De la política de autor y otros paradigmas
Este texto tiene sentido es a la luz de la llamada política de autor, porque Brian de Palma y Oliver Stone deben ser considerados autores en la medida en que son cineastas que han dado forma a su obra de acuerdo con su particular personalidad, sus gustos y la visión que tienen del cine. Claro, son autores bajo las particularidades y condicionamientos del cine norteamericano, con lo que cambia en muchos sentidos la idea de autor con respecto a la europea, que fue donde se originó.

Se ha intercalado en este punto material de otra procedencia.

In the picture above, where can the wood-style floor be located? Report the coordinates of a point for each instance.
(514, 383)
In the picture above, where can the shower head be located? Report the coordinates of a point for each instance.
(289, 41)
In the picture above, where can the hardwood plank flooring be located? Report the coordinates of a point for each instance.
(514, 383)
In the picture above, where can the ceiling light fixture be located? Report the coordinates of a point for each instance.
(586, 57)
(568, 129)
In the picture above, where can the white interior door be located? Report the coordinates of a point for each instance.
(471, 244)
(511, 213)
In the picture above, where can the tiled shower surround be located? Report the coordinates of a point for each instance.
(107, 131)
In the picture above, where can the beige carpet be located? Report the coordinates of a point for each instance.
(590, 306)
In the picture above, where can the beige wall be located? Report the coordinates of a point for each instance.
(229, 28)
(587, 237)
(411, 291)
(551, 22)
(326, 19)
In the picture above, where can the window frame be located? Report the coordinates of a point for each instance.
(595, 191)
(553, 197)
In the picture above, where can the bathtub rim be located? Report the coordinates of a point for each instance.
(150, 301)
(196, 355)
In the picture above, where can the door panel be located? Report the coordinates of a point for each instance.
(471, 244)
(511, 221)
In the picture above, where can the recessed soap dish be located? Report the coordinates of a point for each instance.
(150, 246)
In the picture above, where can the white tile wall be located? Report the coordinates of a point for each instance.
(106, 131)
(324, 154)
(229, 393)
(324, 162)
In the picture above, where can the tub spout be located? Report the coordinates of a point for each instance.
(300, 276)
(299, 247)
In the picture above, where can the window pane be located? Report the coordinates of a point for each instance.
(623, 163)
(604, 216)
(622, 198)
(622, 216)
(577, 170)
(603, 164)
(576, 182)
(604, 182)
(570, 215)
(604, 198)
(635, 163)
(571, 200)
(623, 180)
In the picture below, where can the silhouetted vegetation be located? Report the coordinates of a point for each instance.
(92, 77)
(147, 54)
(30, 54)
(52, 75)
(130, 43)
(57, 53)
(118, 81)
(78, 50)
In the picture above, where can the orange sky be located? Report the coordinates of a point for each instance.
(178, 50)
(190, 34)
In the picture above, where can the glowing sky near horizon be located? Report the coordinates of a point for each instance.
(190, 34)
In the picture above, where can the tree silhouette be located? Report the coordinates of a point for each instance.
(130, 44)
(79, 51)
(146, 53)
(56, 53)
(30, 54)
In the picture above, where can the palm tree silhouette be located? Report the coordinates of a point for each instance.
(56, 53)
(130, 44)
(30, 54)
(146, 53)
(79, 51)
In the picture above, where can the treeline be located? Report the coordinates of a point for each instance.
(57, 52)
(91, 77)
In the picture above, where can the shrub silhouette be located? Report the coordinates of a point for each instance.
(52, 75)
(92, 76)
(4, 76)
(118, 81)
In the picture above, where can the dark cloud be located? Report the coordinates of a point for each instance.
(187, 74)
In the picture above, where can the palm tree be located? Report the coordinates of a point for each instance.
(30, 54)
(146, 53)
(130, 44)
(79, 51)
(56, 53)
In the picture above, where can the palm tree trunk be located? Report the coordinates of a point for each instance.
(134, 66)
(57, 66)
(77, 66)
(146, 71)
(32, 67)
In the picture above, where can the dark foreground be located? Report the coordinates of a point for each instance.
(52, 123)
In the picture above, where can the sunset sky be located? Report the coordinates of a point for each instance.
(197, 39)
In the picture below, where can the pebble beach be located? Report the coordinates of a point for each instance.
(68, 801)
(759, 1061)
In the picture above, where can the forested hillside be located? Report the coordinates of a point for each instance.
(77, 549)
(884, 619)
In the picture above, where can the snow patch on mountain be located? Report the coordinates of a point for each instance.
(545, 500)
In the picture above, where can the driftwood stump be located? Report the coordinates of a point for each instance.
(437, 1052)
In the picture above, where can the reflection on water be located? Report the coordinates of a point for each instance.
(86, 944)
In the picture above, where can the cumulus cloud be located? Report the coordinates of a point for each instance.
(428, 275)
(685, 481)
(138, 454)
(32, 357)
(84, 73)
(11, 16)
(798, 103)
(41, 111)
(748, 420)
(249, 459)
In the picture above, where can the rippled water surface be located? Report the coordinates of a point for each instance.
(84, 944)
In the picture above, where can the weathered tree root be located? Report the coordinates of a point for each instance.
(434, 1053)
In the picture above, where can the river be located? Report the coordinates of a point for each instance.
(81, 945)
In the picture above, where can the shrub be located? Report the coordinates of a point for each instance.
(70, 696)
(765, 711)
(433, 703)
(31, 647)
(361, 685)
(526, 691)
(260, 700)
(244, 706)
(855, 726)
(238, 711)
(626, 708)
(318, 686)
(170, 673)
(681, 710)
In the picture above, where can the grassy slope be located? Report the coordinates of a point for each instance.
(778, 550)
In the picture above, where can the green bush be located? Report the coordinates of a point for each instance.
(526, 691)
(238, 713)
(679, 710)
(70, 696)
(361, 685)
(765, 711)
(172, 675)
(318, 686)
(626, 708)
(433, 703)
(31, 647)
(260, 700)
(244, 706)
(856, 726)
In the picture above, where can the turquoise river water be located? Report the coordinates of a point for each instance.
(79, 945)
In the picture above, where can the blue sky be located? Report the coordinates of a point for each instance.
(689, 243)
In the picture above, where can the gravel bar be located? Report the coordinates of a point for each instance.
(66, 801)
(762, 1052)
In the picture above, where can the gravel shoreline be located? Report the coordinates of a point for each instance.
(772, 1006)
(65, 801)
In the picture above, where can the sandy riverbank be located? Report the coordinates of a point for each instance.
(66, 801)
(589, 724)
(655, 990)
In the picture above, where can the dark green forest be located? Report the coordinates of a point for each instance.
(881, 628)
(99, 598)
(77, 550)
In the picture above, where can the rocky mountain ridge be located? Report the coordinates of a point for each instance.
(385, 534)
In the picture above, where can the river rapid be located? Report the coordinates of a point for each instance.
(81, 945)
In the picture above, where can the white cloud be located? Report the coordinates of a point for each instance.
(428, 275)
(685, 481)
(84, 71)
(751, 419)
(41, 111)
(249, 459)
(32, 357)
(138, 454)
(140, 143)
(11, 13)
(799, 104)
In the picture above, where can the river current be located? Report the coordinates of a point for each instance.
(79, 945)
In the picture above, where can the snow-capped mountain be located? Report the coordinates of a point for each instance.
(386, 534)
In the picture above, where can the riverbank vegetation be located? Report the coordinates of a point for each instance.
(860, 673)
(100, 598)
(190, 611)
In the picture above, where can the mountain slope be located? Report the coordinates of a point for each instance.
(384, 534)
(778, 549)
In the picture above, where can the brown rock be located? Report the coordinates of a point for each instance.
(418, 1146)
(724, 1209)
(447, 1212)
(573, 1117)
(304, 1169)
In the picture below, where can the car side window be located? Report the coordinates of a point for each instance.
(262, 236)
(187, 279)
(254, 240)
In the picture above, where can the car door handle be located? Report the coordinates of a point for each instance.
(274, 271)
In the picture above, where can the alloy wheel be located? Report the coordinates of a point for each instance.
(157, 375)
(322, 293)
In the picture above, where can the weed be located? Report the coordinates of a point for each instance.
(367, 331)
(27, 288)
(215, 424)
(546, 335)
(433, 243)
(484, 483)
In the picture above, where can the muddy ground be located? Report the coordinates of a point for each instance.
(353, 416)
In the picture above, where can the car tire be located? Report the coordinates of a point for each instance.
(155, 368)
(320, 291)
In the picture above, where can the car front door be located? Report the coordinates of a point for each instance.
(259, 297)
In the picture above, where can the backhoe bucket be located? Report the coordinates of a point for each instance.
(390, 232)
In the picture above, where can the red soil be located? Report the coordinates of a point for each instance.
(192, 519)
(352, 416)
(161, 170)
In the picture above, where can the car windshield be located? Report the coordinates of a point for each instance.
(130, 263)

Pero aplicada a ellos esta política de autor, ya resulta difícil juzgar una sola película sin tener en cuenta su obra anterior, sin hablar de un estilo y unos temas en particular, de un toque, en fin, de todas esas cosas que hacen de una película parte de un sistema más amplio y complejo que la dimensiona o, como en ese par de casos, que la opaca y acentúa sus carencias. Es cierto que, como lo advirtiera alguna vez André Bazin a sus apasionados pupilos, en este asunto se corre el riesgo de un culto a la personalidad, o también que una película, en principio, se debe defender por sí misma; pero de todas formas en algunos casos, como éstos, es imposible desprenderse de esa memoria visual, de ese proceso del que hemos sido testigos cuando a lo largo de diez o quince años hemos visto película tras película el crecimiento y evolución de una obra y de un autor. Ya esa nueva película que vemos, entonces, no es un producto aislado, sino la consecuencia de un proceso que conocemos y disfrutamos como tal. Es por eso que ver películas como Misión a Marte, de Brian de Palma o Un domingo cualquiera, de Oliver Stone, es como ver el hijo malogrado de una estirpe que hemos admirado por lo que a llegado a ser.